Hi Eric
Congrats on your first smoke! WRT the smokey flavour, the point of reference should be what you like

Couple of pointers, first off, always, always go to 200F or further with pork shoulder if you want it to be tender enough to pull. Any less and the collagen doesn't break down enough to allow the meat to fall apart. It looks to me like the lower half of your joint was ready to pull but the top half needed longer. I've gone as far as 212F before (accidentally) and it was the best pulled pork I've ever made.
Smoke ring - whilst pleasant, and a good sign the smoke has penetrated the meat well, it isn't everything and the proof is in the eating! It does make me wonder whether charcoal aids the process of creating the smoke ring at all?
Leftovers - if you chuck it in a pan with some thin sauce (like NC vinegar sauce) you might be able to get it to the point of being able to pull. If you don't have / like the NC sauce, a little apple juice or cider works well too.
Some ideas for pulled pork leftovers (no good for slices though):
-Top pizzas off with it (best added hot post-cooking)

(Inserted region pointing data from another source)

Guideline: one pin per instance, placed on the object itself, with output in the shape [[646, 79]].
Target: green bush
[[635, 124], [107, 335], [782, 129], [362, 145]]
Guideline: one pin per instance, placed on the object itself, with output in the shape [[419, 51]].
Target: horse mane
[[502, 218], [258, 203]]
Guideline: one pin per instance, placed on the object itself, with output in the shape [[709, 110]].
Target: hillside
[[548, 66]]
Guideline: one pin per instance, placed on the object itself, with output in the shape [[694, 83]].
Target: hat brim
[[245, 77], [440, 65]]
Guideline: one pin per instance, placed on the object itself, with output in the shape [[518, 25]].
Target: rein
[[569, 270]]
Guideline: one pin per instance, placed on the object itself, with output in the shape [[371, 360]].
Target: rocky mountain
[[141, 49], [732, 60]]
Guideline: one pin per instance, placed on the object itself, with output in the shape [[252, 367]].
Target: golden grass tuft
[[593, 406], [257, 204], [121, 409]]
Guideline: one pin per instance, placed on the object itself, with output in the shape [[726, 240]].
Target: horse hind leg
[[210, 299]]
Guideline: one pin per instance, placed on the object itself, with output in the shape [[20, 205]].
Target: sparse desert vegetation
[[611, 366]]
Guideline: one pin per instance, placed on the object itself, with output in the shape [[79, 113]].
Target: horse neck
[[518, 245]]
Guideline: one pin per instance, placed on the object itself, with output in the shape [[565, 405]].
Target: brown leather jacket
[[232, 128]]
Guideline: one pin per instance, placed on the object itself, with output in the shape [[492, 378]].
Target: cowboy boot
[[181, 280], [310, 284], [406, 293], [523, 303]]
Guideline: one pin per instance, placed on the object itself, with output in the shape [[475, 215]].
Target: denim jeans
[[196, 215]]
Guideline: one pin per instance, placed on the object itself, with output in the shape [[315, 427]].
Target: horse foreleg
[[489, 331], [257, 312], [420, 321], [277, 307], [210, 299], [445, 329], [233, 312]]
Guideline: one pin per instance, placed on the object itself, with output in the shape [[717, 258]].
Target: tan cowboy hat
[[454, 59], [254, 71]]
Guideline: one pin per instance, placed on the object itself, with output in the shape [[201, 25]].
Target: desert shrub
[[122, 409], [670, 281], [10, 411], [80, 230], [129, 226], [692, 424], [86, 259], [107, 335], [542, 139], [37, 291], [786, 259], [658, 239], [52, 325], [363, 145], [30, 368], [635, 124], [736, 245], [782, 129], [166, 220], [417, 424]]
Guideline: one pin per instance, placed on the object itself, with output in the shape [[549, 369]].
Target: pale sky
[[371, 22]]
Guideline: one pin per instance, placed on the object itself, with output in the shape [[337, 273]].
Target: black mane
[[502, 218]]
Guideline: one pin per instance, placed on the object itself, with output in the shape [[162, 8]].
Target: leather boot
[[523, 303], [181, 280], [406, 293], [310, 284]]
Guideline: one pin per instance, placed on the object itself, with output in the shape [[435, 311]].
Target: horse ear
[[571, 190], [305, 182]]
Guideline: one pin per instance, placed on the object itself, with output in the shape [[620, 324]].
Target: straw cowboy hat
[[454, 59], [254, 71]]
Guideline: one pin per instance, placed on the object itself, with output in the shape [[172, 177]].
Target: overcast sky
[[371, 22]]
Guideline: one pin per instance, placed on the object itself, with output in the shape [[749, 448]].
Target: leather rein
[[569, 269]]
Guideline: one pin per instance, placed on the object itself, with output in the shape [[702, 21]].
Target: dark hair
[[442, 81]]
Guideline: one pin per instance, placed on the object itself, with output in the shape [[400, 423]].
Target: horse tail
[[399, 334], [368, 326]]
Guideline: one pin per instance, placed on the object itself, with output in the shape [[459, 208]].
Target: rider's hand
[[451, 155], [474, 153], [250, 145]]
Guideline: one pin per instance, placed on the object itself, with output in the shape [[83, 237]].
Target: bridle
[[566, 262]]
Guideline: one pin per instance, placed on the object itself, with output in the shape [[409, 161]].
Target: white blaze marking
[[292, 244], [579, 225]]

-Plate of pork with mac n cheese
-Baked potato topping with beans
-Yet more sandwiches
Finally, you mentioned probes. If you are gonna get into this, you essentially have a couple of options - buy a cheapo probe for about £20, and struggle along, or splash £40 (amazon) on a Maverick. Being able to monitor the temps, indoors, without touching the smoker, makes smoking more pleasant, easier, reduces cook times and gives better end results. Well worth it if you ask me.